|RESPITE: Annual Report 2001: Scientific Highlights: Dealing with Missing Data|
The Missing Data approach aims to base recognition only on those spectral-temporal regions which have been identified as carrying reliable speech evidence.
Even at very low SNRs some spectral-temporal regions contain reasonably `clean' speech. The idea is illustrated in the figure below. The left panel shows a spectral-temporal representation of speech mixed with factory noise. The centre panel shows the same mixture through a so-called `a priori mask' which uses knowledge of the unmixed signals to select regions where the speech has more energy than the noise. The right hand panel shows how we can approximate this `ideal' mask using noise estimation techniques.
|Speech + Factory Noise||A priori Mask||Estimated Mask|
This year we have concentrated on fine-tuning and evaluating our missing data recognition system. Our missing data system was one of those competing in a large comparison session at the recent Eurospeech conference in Denmark. Over twenty papers were submitted to the session and each used the same noisy digit recognition task for evaluation. For recognition systems employing models trained on clean speech, the RESPITE missing data system came in the top three.
The figure below shows the steady progress in recognition performance that has been made over recent years using the missing data technique. The difference between the 1998 system (green) and the 2001 system (blue) is the result of work conducted within the RESPITE project. The black line represents what we believe to be the theoretical limit of the technique. At moderate noise levels we are fast approaching this limit.

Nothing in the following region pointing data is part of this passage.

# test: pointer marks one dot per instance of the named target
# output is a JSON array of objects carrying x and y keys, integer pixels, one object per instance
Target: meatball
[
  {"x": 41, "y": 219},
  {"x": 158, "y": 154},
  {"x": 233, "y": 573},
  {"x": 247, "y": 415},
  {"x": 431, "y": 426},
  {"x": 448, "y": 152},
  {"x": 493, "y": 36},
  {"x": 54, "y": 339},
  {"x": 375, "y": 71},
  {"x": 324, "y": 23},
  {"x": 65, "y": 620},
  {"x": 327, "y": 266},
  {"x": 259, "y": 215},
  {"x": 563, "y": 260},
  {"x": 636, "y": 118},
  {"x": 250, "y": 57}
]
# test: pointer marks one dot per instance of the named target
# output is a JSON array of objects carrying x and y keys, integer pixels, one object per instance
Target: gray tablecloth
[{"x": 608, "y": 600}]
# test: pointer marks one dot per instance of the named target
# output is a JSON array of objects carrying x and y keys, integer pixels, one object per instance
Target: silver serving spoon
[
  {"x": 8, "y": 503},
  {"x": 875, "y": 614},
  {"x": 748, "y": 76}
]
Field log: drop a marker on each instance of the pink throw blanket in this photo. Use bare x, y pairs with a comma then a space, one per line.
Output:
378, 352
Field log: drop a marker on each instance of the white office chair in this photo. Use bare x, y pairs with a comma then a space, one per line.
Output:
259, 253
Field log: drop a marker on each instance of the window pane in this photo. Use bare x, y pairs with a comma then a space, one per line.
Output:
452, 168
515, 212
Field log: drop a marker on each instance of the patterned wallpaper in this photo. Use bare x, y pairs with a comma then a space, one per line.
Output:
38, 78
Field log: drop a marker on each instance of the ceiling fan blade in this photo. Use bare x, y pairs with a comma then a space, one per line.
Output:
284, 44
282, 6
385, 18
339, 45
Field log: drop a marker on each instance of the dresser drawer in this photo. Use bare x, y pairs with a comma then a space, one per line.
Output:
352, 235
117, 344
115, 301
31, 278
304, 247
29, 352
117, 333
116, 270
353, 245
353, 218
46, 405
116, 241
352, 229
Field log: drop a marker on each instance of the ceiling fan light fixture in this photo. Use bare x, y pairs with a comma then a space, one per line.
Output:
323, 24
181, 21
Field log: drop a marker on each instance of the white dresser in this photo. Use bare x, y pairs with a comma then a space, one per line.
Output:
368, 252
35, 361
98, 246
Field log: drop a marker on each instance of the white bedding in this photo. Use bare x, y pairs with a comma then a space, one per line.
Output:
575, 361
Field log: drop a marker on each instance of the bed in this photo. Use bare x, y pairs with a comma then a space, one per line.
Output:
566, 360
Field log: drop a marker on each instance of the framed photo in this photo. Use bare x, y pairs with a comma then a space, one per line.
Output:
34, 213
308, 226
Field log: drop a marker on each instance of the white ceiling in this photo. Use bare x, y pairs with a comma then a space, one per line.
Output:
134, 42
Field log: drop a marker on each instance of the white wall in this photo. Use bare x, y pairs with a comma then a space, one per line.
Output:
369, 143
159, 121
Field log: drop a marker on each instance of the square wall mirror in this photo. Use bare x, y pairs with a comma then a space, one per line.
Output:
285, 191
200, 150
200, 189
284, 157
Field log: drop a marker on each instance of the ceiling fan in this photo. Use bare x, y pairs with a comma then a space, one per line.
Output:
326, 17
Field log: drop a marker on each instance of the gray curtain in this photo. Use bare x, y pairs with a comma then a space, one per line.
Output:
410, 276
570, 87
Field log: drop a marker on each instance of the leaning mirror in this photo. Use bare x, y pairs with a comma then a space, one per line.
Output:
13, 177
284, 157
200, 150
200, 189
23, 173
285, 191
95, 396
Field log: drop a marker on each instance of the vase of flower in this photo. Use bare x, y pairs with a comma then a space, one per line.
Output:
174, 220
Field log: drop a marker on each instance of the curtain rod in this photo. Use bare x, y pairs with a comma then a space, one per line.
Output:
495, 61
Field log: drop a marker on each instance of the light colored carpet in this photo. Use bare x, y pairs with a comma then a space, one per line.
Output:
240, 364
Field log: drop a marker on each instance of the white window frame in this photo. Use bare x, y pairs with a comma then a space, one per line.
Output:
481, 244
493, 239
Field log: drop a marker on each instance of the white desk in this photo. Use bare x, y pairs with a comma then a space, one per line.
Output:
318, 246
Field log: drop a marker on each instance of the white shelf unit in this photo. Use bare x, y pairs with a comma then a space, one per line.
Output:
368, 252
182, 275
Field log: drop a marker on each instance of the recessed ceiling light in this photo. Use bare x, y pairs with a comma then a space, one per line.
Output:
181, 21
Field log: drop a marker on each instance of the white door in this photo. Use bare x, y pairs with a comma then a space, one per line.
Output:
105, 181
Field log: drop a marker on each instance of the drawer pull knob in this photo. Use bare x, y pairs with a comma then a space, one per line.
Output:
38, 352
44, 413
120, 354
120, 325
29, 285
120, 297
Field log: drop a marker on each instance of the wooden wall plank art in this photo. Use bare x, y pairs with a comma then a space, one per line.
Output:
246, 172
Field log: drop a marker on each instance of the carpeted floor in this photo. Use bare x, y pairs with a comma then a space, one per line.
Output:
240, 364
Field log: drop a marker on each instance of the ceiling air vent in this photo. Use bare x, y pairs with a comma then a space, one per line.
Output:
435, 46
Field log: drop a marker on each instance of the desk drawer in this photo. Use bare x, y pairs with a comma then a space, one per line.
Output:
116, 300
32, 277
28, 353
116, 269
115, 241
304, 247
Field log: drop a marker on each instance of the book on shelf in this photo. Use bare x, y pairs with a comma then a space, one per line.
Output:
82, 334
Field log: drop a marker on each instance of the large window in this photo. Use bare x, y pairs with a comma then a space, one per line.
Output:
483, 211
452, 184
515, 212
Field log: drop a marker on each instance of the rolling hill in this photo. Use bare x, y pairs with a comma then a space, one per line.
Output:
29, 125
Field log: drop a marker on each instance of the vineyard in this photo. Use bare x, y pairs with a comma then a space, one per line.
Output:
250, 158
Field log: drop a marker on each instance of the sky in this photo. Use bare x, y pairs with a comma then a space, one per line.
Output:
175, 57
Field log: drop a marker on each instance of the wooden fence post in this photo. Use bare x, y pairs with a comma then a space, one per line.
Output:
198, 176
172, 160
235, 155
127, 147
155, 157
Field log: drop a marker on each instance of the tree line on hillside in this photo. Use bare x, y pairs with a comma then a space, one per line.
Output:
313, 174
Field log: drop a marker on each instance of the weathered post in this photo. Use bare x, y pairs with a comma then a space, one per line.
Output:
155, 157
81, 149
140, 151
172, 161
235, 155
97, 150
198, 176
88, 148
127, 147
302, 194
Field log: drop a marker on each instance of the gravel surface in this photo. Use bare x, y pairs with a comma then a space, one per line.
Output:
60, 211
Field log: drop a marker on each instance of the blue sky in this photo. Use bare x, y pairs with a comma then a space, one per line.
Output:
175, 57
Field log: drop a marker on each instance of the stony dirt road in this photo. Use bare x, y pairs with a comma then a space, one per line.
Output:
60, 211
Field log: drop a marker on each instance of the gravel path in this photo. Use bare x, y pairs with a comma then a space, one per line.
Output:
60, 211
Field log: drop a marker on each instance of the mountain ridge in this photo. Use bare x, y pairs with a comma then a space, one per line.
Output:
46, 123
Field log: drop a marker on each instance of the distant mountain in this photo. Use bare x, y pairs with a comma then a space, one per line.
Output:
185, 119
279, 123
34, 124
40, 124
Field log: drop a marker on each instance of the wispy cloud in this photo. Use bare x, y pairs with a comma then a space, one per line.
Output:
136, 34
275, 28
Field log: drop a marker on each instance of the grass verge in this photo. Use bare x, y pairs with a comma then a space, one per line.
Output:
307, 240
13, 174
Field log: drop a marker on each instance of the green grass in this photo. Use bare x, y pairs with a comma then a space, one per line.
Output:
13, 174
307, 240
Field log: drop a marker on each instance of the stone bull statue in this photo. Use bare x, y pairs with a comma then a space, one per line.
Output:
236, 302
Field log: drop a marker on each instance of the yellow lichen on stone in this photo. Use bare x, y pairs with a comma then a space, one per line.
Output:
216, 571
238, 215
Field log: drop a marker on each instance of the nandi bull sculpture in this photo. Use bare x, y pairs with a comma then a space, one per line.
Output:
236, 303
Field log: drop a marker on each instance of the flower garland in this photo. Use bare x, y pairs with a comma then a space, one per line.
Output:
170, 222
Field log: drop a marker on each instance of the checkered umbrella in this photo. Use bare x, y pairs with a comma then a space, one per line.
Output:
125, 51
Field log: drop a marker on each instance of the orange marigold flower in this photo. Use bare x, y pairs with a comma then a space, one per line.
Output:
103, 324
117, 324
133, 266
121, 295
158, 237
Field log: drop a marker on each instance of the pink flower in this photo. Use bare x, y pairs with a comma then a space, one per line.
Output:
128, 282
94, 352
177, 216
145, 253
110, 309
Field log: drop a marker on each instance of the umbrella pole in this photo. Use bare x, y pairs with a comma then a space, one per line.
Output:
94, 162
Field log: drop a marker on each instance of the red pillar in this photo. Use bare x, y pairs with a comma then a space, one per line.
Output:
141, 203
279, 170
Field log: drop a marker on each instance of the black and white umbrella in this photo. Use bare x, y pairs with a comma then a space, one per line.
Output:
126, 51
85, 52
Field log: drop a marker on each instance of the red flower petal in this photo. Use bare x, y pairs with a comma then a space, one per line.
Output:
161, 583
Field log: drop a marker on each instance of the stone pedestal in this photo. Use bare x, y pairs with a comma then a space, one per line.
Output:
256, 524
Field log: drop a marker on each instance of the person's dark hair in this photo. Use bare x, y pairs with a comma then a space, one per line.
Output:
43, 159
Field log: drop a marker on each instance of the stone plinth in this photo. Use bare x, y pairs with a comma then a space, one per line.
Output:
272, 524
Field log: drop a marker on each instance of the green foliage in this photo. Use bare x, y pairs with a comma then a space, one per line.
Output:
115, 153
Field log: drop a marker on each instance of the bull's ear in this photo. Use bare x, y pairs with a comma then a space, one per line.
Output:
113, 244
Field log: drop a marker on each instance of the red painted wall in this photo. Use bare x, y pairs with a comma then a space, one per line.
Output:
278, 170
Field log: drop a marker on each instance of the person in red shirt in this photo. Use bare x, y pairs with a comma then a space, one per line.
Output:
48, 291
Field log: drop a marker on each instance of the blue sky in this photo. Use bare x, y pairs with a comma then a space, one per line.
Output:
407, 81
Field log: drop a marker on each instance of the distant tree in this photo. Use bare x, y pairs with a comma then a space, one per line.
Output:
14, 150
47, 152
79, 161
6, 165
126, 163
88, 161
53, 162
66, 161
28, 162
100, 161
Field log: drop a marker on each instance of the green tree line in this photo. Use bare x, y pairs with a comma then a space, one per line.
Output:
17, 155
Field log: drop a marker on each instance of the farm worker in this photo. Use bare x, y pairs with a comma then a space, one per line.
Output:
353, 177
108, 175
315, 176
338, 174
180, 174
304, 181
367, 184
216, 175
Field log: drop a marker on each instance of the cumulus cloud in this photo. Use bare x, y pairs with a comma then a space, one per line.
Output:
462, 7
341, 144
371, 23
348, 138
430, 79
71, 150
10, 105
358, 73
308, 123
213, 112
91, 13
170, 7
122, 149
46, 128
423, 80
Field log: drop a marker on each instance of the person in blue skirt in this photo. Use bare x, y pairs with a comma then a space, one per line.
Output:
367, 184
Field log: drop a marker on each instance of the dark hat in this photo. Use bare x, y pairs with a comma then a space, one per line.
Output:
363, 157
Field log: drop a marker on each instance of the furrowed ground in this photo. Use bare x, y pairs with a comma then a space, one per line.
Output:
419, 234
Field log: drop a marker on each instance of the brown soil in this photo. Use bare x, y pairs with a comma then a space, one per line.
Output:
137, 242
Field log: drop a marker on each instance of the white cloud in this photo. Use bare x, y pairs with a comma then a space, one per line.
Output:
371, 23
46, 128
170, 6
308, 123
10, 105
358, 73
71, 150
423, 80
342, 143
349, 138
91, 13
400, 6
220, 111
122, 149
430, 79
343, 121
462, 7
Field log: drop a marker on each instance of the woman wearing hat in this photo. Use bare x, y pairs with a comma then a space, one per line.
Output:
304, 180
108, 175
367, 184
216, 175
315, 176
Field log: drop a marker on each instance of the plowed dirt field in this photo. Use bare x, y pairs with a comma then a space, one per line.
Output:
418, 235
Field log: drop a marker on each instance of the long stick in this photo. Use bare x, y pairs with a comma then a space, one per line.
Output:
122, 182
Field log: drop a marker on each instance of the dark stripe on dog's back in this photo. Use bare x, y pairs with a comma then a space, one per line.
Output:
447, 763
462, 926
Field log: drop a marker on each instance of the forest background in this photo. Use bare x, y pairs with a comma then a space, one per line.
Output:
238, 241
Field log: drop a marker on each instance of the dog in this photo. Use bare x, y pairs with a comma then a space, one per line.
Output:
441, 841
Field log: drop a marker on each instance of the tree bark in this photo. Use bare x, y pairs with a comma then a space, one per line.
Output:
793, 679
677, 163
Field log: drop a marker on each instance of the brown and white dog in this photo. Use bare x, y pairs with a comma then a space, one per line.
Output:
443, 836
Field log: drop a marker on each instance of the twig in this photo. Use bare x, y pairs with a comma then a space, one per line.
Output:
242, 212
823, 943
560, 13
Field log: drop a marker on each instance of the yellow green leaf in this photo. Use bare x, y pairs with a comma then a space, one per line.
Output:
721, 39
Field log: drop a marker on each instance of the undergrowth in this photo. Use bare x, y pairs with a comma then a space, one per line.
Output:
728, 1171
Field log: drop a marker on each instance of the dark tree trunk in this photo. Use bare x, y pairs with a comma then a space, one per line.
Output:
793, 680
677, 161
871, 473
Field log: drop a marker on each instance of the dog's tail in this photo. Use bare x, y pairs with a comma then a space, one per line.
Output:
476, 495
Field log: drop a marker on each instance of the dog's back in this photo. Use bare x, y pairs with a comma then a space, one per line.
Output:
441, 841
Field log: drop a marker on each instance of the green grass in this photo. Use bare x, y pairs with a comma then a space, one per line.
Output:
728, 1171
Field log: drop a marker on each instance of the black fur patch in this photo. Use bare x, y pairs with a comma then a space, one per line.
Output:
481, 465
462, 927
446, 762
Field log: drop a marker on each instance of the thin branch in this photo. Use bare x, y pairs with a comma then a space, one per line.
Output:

Last year we reported some novel ideas for developing speech recognition systems that are able to operate reliably in the presence of highly non-stationary competing noise sources. The technique (envisaged in the RESPITE proposal), which we have termed `multisource decoding', employs a new speech recognition engine that operates within the missing data framework to integrate bottom-up techniques which identify `coherent fragments' of spectro-temporal energy (based on local features), with the top-down hypothesis search of conventional speech recognition.
Work on these ideas has continued, and the prototype system we developed last year has been extended to incorporate the latest advances in our missing data systems. The system has been partially evaluated on the AURORA noisy connected digit recognition task and has produced some promising results:
Research funding has been obtained to further develop these ideas.